No dia internacional de combate a violência contra a mulher, CRF-PA tem na presidência agressor de uma das mais queridas jornalistas do Pará.

Como agressores de mulheres se elegem, vicejam, são socialmente queridos e ainda são apoiados por outras mulheres pra cumprir suas ambições? Não tem mistério. É só seguir a cartilha de Patrick Luis, presidente recentemente eleito ao Conselho Regional de Farmácia, enquadrado na Lei Maria da Penha por violência doméstica contra uma das jornalistas mais relevantes do estado, Nara Bandeira, apresentadora do SBT Pará

Mas antes de dar o passo a passo da receita de Patrick, vamos a um raciocínio rápido e lógico.  

Segundo dados do Fórum Brasileiro de Segurança Pública, em 2020, 17 milhões de mulheres foram vítimas de alguma forma de violência no Brasil. Então a pergunta mais sensata é, será que há 17 milhões de homens presos por agressão à mulheres ocupando celas no sistema penitenciário brasileiro? 

Não.

17 milhões de mulheres foram agredidas em 2020, mas a população carcerária no Brasil, não chega hoje a 700 mil pessoas. Foto: foto: Mario Tama/Getty Images)

Em todo o país, 687.546 pessoas estão presas, enquanto o sistema penitenciário nacional tem 440.530 vagas em presídios. A conta não fecha.

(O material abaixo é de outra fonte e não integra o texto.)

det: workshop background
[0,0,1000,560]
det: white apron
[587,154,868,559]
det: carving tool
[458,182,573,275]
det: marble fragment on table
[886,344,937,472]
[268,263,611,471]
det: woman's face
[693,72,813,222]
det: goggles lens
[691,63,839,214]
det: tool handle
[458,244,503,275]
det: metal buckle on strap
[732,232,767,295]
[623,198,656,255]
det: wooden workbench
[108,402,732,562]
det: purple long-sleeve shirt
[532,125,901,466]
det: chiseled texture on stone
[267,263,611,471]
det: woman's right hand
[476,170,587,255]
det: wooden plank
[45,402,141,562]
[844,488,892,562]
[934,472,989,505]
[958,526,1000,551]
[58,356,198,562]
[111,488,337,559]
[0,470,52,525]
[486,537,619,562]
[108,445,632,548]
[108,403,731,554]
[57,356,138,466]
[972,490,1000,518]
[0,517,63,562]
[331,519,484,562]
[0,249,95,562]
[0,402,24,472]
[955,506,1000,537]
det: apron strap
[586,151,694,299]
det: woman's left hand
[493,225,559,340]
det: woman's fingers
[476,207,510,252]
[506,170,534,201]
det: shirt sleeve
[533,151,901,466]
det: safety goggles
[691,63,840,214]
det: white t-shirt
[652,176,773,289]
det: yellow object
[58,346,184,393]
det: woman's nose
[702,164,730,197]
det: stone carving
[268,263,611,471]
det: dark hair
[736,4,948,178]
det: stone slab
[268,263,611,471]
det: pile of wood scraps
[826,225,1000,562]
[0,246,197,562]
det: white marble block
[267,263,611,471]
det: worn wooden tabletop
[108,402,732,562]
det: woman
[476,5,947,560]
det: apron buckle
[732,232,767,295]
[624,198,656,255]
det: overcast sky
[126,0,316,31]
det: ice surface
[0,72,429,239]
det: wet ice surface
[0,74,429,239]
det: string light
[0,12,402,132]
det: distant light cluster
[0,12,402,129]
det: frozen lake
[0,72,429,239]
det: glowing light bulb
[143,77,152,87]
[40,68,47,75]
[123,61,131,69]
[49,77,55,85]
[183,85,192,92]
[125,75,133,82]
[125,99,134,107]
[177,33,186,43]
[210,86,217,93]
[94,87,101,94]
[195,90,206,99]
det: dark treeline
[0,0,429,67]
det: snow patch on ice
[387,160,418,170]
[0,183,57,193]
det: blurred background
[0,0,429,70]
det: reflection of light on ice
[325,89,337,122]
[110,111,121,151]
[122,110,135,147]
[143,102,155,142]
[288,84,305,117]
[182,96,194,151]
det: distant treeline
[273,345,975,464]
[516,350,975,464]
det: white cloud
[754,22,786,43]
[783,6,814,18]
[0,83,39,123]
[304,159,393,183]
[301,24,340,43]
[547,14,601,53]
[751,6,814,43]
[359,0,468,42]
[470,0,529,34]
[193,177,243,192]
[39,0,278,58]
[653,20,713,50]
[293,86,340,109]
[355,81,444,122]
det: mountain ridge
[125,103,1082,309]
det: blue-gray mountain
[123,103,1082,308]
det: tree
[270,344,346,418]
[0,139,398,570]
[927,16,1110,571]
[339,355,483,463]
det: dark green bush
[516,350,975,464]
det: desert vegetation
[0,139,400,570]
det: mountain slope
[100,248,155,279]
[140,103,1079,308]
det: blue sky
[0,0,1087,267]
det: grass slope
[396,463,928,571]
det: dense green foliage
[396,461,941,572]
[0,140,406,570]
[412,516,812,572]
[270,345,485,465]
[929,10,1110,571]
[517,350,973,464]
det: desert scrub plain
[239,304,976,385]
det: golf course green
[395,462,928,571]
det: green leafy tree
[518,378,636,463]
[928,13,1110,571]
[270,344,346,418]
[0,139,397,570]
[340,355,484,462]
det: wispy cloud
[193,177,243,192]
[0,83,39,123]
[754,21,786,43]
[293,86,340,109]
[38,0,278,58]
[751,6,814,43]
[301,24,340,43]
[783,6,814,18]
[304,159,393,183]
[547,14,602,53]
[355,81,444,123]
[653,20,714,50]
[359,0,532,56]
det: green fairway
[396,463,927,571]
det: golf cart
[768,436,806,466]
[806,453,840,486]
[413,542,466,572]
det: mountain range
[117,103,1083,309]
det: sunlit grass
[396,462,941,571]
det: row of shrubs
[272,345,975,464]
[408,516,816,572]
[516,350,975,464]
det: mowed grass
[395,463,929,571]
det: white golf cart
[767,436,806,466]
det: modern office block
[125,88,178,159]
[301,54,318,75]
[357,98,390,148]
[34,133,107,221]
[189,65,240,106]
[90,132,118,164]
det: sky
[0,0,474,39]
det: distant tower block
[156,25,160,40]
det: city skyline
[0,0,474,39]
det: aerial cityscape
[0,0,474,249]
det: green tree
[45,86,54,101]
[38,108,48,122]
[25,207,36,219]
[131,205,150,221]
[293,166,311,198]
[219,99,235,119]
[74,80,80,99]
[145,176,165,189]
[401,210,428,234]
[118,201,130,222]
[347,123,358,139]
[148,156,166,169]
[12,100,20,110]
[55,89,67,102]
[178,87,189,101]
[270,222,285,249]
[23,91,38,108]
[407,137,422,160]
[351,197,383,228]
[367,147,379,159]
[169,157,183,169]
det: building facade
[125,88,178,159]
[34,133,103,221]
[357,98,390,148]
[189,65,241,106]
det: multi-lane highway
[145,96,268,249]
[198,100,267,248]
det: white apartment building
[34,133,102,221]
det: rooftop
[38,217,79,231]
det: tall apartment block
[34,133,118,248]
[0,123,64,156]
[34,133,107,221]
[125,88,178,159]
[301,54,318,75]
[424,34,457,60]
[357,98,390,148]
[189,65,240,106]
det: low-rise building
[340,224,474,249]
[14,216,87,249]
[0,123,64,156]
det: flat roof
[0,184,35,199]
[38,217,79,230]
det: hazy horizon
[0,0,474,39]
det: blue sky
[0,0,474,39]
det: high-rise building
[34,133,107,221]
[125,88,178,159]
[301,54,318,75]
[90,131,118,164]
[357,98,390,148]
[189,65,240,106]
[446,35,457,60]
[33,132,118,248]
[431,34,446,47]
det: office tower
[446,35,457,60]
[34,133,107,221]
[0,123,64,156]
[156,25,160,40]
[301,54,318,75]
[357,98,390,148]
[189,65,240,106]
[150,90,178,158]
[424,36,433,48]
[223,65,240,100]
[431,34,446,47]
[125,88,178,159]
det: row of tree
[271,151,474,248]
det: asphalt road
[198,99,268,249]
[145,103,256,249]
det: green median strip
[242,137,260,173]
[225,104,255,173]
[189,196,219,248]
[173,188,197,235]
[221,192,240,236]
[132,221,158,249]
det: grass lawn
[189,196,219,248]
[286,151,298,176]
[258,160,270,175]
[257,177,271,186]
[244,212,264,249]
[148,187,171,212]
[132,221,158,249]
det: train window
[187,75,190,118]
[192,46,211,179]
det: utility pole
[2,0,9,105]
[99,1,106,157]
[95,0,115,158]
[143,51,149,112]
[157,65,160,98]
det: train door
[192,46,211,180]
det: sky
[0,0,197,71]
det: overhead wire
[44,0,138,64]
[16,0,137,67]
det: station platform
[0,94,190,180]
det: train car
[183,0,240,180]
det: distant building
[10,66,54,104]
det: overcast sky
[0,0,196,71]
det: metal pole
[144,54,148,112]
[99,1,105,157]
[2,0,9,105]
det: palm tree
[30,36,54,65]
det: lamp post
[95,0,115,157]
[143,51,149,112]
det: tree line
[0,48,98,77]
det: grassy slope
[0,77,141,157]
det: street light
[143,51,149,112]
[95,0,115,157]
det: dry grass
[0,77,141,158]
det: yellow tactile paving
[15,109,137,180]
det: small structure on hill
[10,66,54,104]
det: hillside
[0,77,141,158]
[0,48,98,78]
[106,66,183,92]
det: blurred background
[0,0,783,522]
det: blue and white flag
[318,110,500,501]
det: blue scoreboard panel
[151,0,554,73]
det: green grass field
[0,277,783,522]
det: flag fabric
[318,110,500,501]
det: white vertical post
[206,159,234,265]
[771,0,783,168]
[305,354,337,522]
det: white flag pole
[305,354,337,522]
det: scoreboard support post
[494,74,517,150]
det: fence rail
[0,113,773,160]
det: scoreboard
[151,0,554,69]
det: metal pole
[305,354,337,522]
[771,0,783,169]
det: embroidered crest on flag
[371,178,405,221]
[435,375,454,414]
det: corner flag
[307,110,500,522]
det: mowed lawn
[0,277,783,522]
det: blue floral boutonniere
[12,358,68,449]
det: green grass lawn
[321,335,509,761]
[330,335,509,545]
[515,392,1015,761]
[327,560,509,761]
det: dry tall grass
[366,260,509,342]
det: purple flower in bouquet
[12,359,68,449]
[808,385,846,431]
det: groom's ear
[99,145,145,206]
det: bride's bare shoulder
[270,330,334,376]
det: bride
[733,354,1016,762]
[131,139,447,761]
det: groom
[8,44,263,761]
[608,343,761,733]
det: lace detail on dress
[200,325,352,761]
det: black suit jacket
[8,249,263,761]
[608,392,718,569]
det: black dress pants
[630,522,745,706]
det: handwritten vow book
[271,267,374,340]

Tem muito mais mulher apanhando neste país do que gente sendo presa pela prática que fere a Lei n. 11.340, sancionada em 7 de agosto de 2006, que passou a ser chamada Lei Maria da Penha.   

Em uma pesquisa realizada pelo Ipea sobre tolerância social à violência contra as mulheres (2014), 89% dos entrevistados acham que “roupa suja deve ser lavada em casa”. Ou seja, o que predomina é a política do “em briga de marido e mulher, não se mete a colher”. 

Mas aí você pode dizer que de lá pra cá, 2014, época da pesquisa supracitada, isso já mudou, afinal um caso como o do DJ Ivis, preso por agressão da ex-mulher Pâmella Holanda, teve ampla repercussão nacional.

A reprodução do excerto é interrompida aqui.